What do you think @Jutho?
Yes; I do not feel great deviating from the arguments that were entered, but I guess there is (currently) no way to replicate such dynamic behavior in any other way. Is this still in the case where you actually use the KrylovKit rrule for a truncated SVD obtained from a full diagonalization?
Is this still in the case where you actually use the KrylovKit
rrulefor a truncated SVD obtained from a full diagonalization?
Yes, I think all the occurrences of this issue in PEPSKit.jl are within that specific context. We should be able to circumvent this soon once QuantumKitHub/PEPSKit.jl#150 is merged, but it still seems worth it to address this issue here. Currently there's just not many people using this so it's hard to tell if this issue would come up in other contexts, but in principle I don't see why it wouldn't.
I do not feel great deviating from the arguments that were entered, but I guess there is (currently) no way to replicate such dynamic behavior in any other way.
I guess in spirit it's kind of a similar issue as when svdsolve is called with a krylovdim smaller than howmany, in the sense that the user-supplied arguments are just really not set up to even be able to solve the problem in a sensible way. I think now KrylovKit.jl just throws an error in this case, but in principle it could just as well use some heuristic to increase the krylovdim to an actually sensible value.
If you prefer to throw an error in case the rrule tolerance is larger than the magnitude of the smallest singular value to enforce that the arguments that were entered actually make sense, I think even that would be better than the kind of silent failures we're getting now.
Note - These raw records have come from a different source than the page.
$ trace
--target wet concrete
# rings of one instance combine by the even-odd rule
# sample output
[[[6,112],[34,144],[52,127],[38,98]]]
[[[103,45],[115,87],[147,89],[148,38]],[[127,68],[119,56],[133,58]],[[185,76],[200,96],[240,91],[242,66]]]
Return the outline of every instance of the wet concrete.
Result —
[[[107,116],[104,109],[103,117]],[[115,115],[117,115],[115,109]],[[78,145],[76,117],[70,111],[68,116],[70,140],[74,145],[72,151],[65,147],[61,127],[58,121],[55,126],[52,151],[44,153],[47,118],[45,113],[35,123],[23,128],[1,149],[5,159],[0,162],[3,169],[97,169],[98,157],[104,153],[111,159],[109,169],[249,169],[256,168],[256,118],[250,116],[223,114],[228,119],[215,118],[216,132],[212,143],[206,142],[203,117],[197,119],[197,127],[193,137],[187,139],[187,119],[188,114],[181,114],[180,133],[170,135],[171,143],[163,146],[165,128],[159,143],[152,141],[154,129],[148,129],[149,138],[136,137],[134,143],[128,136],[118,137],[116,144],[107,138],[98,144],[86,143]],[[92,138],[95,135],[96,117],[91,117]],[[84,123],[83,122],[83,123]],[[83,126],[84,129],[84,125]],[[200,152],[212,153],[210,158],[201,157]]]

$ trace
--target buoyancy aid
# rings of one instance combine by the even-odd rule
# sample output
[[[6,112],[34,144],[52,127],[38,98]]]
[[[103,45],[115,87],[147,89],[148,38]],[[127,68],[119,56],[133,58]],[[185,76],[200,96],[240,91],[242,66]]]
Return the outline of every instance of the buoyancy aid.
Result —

I am still a bit confused; given that you manually call KrylovKit's rrule, is it possible to set the tolerance after you already know S from within PEPSKit? I definitely agree that this will pop up elsewhere, although also the forward computation is ill-defined if singular values are smaller than tolerance.
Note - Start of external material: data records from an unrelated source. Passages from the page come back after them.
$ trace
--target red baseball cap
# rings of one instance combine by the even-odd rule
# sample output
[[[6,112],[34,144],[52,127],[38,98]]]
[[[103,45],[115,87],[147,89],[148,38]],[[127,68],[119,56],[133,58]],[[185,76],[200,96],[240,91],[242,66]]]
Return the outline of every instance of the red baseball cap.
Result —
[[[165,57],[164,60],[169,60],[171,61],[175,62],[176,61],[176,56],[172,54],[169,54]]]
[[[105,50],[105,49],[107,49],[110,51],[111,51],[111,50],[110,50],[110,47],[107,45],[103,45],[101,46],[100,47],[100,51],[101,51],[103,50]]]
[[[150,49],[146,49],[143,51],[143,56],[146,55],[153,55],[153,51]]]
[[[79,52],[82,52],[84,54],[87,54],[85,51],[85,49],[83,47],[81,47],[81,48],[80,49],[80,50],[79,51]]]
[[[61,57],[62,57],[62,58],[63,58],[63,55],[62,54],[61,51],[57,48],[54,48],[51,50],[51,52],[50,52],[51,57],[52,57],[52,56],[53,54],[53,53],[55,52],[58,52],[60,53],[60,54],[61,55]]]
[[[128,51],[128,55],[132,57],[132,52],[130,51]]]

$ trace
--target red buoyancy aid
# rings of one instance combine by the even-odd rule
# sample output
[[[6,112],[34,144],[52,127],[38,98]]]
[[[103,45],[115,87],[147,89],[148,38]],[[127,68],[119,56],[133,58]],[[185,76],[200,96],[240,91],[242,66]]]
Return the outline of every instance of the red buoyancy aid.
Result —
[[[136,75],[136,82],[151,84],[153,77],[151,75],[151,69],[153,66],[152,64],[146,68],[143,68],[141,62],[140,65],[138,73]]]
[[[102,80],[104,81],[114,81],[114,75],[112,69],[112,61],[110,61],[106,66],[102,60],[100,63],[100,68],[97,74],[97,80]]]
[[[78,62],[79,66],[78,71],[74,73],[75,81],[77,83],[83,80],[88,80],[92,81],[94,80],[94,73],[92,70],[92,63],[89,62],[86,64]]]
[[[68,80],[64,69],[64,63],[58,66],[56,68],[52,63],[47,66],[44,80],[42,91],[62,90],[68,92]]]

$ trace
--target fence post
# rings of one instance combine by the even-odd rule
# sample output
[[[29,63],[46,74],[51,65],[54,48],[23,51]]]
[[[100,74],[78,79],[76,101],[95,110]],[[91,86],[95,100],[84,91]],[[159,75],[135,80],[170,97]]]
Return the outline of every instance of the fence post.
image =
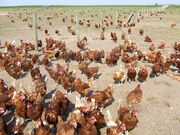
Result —
[[[34,44],[35,44],[35,50],[38,52],[38,35],[37,35],[37,14],[34,13],[33,16],[33,21],[34,21]]]
[[[76,12],[76,33],[77,33],[77,42],[80,41],[78,25],[79,25],[79,17],[78,17],[78,13]]]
I am still a bit confused; given that you manually call KrylovKit's rrule, is it possible to set the tolerance after you already know
Sfrom within PEPSKit? I definitely agree that this will pop up elsewhere, although also the forward computation is ill-defined if singular values are smaller than tolerance.
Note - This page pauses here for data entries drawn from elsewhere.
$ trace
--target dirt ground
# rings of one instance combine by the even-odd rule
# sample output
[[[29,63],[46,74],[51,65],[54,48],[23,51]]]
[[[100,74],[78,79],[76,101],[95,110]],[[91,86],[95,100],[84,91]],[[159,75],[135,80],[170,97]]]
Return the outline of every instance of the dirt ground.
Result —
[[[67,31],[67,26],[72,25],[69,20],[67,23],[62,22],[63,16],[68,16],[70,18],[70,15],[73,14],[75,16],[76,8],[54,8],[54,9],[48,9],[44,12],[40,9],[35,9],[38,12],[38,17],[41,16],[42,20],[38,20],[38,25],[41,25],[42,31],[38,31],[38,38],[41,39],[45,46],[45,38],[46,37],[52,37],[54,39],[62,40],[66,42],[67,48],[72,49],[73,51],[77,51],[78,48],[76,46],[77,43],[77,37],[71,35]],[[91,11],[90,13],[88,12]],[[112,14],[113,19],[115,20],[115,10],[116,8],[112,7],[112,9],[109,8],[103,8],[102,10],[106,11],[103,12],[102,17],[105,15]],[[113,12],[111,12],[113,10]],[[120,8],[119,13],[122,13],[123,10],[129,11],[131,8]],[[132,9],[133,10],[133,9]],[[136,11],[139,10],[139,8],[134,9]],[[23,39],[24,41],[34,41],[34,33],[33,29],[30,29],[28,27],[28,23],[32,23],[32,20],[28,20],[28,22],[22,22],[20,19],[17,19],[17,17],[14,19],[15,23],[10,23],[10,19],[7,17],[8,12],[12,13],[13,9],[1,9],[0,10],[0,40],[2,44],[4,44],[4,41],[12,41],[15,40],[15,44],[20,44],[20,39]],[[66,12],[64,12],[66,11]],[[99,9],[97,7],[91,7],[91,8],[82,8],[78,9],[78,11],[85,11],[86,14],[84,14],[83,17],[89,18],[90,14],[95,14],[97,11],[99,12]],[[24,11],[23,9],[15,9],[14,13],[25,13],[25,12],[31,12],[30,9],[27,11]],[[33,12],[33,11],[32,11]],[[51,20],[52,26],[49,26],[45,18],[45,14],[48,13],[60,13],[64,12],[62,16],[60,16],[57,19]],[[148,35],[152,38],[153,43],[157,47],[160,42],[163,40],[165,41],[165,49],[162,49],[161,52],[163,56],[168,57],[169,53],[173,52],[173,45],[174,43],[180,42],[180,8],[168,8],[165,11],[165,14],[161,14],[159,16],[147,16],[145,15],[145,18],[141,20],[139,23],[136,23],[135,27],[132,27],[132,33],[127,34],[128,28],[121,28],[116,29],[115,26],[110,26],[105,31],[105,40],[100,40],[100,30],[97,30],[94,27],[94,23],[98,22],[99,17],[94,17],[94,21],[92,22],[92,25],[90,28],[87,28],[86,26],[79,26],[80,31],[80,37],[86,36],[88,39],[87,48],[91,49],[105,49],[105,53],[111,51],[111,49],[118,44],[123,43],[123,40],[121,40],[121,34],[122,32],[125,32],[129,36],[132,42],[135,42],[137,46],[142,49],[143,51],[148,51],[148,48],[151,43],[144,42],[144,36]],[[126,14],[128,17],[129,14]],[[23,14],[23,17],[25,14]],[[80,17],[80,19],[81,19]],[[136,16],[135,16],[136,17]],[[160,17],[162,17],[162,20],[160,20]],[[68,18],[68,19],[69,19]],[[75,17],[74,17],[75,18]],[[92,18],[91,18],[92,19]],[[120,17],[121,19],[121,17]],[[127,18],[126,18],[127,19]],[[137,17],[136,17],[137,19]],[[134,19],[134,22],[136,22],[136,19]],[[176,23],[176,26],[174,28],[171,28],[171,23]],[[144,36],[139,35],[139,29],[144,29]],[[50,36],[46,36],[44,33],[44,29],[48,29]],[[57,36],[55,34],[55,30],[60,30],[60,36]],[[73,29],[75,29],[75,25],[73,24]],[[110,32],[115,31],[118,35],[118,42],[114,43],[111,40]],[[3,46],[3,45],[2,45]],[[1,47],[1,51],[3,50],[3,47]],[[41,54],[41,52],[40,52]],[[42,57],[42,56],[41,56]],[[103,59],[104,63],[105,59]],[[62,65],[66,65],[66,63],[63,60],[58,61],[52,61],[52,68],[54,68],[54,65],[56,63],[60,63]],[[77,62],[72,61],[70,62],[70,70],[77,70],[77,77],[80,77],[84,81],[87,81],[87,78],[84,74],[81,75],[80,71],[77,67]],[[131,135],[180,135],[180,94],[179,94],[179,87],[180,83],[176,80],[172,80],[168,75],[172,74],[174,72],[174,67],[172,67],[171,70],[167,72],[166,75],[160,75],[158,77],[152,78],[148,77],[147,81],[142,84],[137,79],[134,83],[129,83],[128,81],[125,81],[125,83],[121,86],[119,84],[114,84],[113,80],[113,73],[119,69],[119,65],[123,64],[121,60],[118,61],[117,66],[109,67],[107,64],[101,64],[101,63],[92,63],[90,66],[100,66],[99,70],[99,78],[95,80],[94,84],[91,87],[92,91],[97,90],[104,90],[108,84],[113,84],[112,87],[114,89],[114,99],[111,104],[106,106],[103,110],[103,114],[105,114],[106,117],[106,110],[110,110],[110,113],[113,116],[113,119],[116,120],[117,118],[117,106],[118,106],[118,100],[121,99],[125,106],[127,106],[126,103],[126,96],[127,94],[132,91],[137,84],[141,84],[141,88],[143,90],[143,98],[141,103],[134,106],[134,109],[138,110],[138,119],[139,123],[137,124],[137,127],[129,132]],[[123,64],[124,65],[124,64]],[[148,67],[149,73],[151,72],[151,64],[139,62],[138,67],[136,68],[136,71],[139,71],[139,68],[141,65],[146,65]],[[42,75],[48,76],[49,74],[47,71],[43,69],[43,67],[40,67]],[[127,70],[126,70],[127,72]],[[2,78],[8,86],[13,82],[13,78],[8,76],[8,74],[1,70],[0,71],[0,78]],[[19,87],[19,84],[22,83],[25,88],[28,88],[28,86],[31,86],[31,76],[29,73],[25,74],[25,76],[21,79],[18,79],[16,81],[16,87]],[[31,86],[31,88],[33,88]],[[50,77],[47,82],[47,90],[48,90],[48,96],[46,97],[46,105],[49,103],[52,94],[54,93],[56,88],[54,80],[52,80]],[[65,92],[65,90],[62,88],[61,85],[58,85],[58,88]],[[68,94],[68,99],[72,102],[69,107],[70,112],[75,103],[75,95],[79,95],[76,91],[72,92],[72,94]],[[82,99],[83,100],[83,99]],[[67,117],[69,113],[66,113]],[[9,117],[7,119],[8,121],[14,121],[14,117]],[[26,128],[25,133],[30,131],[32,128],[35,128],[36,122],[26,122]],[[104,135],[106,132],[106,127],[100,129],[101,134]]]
Yes, it's definitely possible to set the tolerance from within PEPSKit.jl. Part of the question (which may not have been clear from my explanation) is whether it would be better to circumvent this from PEPSKit.jl, or address it directly here. Since it seemed to me that this problem is more broad than just our use case I personally thought it might be good to address it here.
But indeed, while I keep kind of forgetting we're never going through the actual forward computation in our use case, it is definitely much more likely for the trouble to start in the forward computation in a normal use case. Given this, it does feel a bit strange to change to try to fix things in the backward pass when the forward was ill-defined.
If not intervening, does it make sense to put some warnings in place? Performing a tolerance versus smallest singular value magnitude check in the rrule and throwing a warning if the former is larger is simple enough I guess and might be helpful. Will this issue be caught by any of the current warnings in the forward computation?